Authors: Shaun David Hutchinson
I didn't see the point. “Great. Cassie kept some jam from your first date. Woo-hoo.” Eli frowned at me as I picked through the trash. A tarnished silver cross, a pressed daisy, a USB drive, a water-stained picture of her grandmother. I was about to give up and return the cigar box to the closet when I spied a wrinkled slip of paper at the bottom. It was familiar and my hand gravitated to it, touching it without conscious thought.
“You know what that is,” Eli said solemnly. He sounded like a man who, having completed his task, could finally rest.
I did know what the paper was. Or rather, what my brain thought it was. Because it couldn't really be that. Finding this paper in this box along with other things that Cassie had attached some sort of sentimental value to was like finding buried treasure.
I pulled the paper from the box and unfolded it.
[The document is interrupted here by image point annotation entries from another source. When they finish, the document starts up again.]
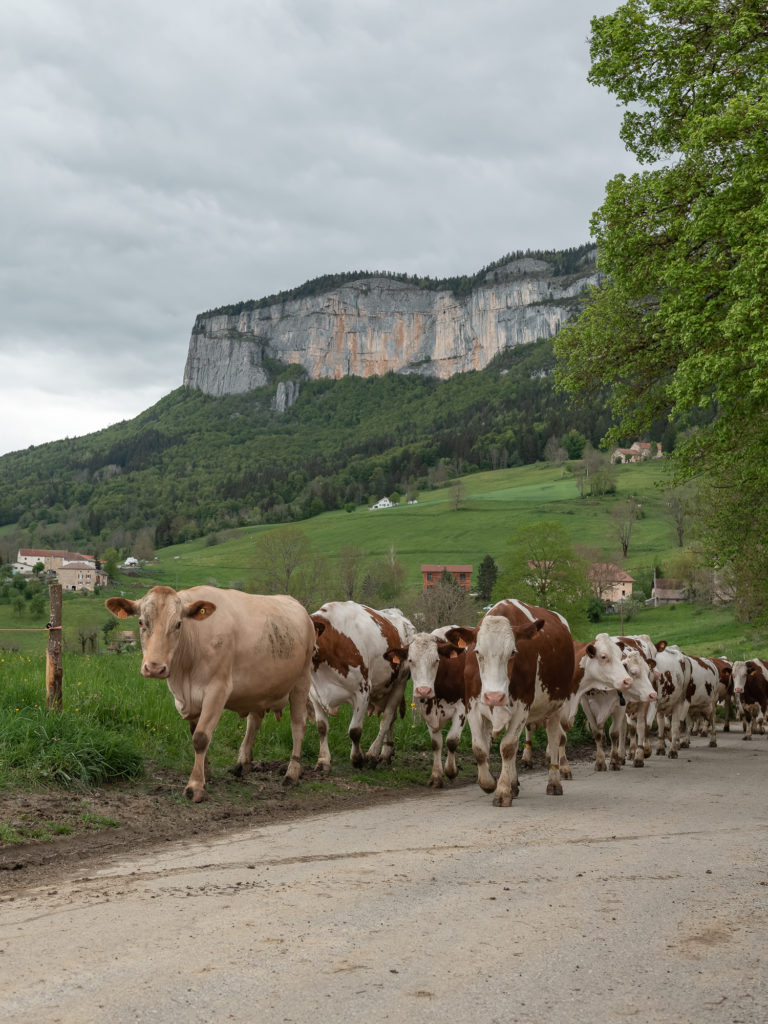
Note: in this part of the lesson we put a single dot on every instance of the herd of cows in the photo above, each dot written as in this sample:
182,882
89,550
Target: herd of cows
517,670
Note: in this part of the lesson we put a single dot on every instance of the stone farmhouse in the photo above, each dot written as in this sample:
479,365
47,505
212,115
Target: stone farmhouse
431,576
75,571
638,452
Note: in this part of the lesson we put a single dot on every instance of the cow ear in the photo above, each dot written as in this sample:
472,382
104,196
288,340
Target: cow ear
450,650
529,631
122,607
199,609
396,655
461,636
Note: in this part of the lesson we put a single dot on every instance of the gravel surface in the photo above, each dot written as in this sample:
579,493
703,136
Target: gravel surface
639,895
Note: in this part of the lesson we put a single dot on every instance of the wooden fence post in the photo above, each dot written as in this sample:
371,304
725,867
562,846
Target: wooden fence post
53,670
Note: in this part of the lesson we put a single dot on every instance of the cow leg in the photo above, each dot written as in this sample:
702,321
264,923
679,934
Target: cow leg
507,785
355,728
526,762
382,749
615,760
245,755
213,705
678,716
207,764
435,779
479,727
638,755
297,702
452,742
711,723
324,753
597,735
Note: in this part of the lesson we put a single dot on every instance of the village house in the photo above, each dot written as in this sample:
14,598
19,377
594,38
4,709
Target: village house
609,583
431,574
638,452
75,571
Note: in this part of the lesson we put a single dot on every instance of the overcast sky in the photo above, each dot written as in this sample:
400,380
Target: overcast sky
166,157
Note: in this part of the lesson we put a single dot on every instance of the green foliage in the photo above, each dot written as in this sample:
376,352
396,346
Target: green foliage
680,324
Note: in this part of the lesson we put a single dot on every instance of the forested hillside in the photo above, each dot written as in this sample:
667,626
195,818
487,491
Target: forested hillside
193,464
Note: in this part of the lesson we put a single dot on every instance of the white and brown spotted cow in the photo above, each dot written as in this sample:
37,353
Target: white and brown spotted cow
519,667
600,706
702,694
675,674
437,676
751,688
223,649
350,666
598,667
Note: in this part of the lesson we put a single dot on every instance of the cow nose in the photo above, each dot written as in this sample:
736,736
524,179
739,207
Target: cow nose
154,670
494,698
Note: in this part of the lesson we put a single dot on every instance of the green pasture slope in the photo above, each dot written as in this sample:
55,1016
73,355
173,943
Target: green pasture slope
495,504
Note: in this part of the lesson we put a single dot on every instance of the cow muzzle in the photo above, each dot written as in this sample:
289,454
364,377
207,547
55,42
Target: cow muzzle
153,670
494,698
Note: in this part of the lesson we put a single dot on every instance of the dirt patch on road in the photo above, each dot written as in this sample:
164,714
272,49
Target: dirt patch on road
46,835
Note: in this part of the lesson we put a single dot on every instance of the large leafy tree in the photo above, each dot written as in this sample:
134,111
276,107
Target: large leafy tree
681,320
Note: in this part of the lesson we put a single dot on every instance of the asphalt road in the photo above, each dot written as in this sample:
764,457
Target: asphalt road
639,895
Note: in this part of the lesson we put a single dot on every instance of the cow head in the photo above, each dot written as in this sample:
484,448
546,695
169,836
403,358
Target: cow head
424,653
161,615
739,672
496,646
602,666
640,672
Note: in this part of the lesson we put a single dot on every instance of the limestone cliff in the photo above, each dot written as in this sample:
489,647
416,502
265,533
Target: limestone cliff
378,324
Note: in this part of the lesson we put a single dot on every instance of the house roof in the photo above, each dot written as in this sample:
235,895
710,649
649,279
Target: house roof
446,568
54,553
609,572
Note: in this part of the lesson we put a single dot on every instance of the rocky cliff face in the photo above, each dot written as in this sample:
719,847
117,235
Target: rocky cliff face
376,325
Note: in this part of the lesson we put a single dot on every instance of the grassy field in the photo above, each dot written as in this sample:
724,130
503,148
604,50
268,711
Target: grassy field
432,530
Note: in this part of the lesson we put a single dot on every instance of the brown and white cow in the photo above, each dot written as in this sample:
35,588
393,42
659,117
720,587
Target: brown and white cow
519,667
598,666
437,676
675,674
224,649
751,688
349,666
600,706
702,694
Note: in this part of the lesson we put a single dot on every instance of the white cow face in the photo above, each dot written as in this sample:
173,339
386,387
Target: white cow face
496,646
161,614
641,687
603,668
738,674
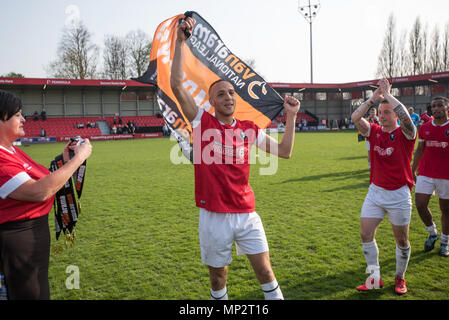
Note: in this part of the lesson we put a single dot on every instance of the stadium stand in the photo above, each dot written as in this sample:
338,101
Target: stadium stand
69,102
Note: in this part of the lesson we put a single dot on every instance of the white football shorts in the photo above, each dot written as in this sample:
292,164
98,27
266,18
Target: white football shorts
218,231
397,203
428,185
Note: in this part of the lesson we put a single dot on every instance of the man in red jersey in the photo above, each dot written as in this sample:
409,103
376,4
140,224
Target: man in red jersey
222,192
372,118
391,180
432,161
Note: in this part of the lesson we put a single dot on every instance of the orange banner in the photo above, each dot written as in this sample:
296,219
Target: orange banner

The scorecard was divided into two columns, just like I remembered. Cassie's name was written over one column and mine was scrawled over the other, in Cassie's messy script. The Pirate Chang's Booty and Mini-Golf logo was displayed in bold at the top and our scores were tallied at the bottom. Cassie had drawn a goofy smiley face next to my miracle shot at the eighteenth hole.
“Cassie kept this?”
“Obviously,” Eli said.
All that time I'd spent pining for Cassie, thinking that she didn't remember that night, she'd kept the scorecard in her memory box. My mind raced with the possibilities. Clearly, Eli had been wrong. Cassie hadn't gone on a pity date with me. It had meant something to her. The proof was that she'd kept the scorecard. I couldn't help wondering how often she'd taken it out to look at and dream of what might have happened if I'd had the balls to kiss her when I should have. How our lives might have been different if Cassie and I had gotten together instead of Cassie and Eli.
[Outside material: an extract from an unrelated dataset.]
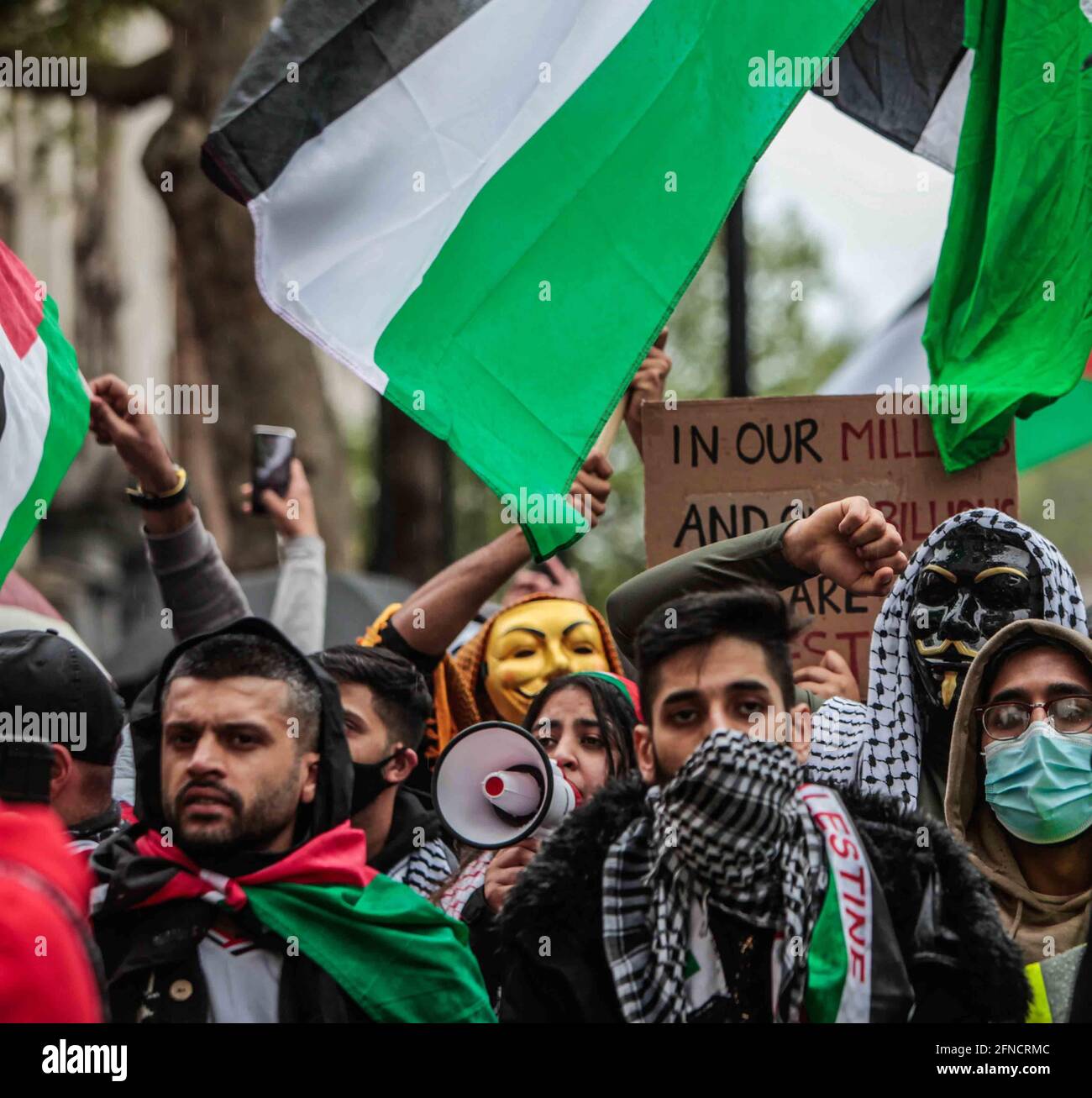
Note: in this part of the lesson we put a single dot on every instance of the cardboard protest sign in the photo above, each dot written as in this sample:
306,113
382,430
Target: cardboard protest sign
720,469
And then I knew. I knew how I could show Cassie that I loved her, how I could turn a paper clip into a kiss.
“I have to get out of here,” I said. I scrambled to my feet, accidentally dumping the contents of the cigar box to the carpet, but still clutching the scorecard. The effects of the rum hit me all at once. The room tilted, or I did, but everything was moving and I lost my balance, saved from falling back on my ass by the wall.
Eli watched me with curiosity. I didn't know whether he found my clumsiness funny or whether he was simply too inebriated to help me, but he maintained his position on the floor.
“What're you going to do?” Eli asked. His voice was clearer, no longer slurred.
I told Eli my plan. I hadn't worked everything out yet but I had the seed of an idea. Something had happened to Cassie, something bad. Whatever that was had turned her world upside down, causing her to act like a bizarro version of herself and spin out of control. All I had to do was give her something solid she could
latch onto. I had to show her that I wasn't like other boys. That I would always be there for her. Once she knew that I really loved her, she could tell me what was wrong and we could sort it out and be together. The plan was brilliant in its simplicity. I'd been an idiot before. Of course telling Cassie I loved her wasn't enough. I had to show her. And thanks to Eli, I finally knew how.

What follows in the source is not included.